La vicenda di Corrado Pesce, alpinista disperso in Patagonia, ci fa chiedere quali siano i pericoli della montagna ma soprattutto capire quali enormi difficoltà ci siano nella gestione dei soccorsi.
Alpinista disperso in Patagonia, cos’è successo?
Corrado Pesce era un grande amante della montagna ma soprattutto un esperto alpinista. Nato a Novara quarantuno anni fa, Corrado Pesce (diversi anni fa) lascia la sua città natale per lavoraro come guida alpinista a Chamonix in Svizzera. Con il collega argentino Tomas Aguilo stava scalando sul Cerro Torre, a oltre 3 mila metri di quota. L’incidente è avvenuto lungo la parete Est, in una zona pericolosissima e soggetta a continue valanghe, dopo aver conquistato la vetta del monte, a quota 3.128 metri sulle Ande Argentine. Pesce e il compagno sono stati travolti nel corso della notte da una scarica di neve e di pietre. Aguiló è riuscito a calarsi lentamente in corda doppia, andando incontro alle squadre di soccorso, dopo aver lasciato l’amico italiano, ferito in modo grave e impossibilitato a muoversi, in un piccolo rifugio sulla parete, noto come ‘box degli Inglesi’.
La ricerca del corpo
I soccorsi sono partiti il prima possibile e stando alle parole del medico Carolina Codó: ”abbiamo potuto ingrandire le immagini di un drone volato venerdì mattina nella zona dell’incidente. Si vede il corpo di Pesce scivolato 50 metri sotto la piattaforma dove aveva passato la notte con un compagno argentino. A quell’altezza, e senza protezione adeguata, la morte per ipotermia arriva dopo massimo due ore“
Le ricerche non si fermeranno
Localizzato il corpo, il consolato italiano in Argentina sta lavorando per recuperare Corrado. Il console generale italiano a Bahía Blanca, Samuele Fazzi, ha assicurato che “come ambasciata e consolato abbiamo avuto assicurazioni che le operazioni per raggiungere Corrado Pesce sulla parete del Cerro Torre continueranno comunque nelle prossime ore. Siamo coscienti – ha sottolineato – delle condizioni difficilissime in cui l’alpinista si trova e dei danni fisici che ha subito l’italiano, ma è escluso che si debba gettare la spugna prima di poter verificare materialmente le sue condizioni. Insomma, non si deve abbandonare quell’ultima speranza di vita che potrebbe ancora esistere“.

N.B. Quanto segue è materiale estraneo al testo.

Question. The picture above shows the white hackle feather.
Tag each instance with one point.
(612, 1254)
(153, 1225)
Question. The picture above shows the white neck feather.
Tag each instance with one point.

Le difficoltà nei soccorsi
Ai lavori di soccorso partecipano non solo le persone del luogo ma anche molti alpinisti stranieri. Le operazioni, però, non sono per nulla semplici essendo la zona del Cerro Torre molto pericolosa.
Codó ha spiegato che prima di una spedizione di soccorso bisognerà verificare “dove esattamente si trova il corpo, che potrebbe essersi spostato da dove è stato visto venerdì a quota 1.800 metri. Bisogna anche verificare i rischi letali che potrebbero correre i soccorritori, visto che le alte temperature estive e i forti venti potrebbero mettere a rischio la loro sicurezza“.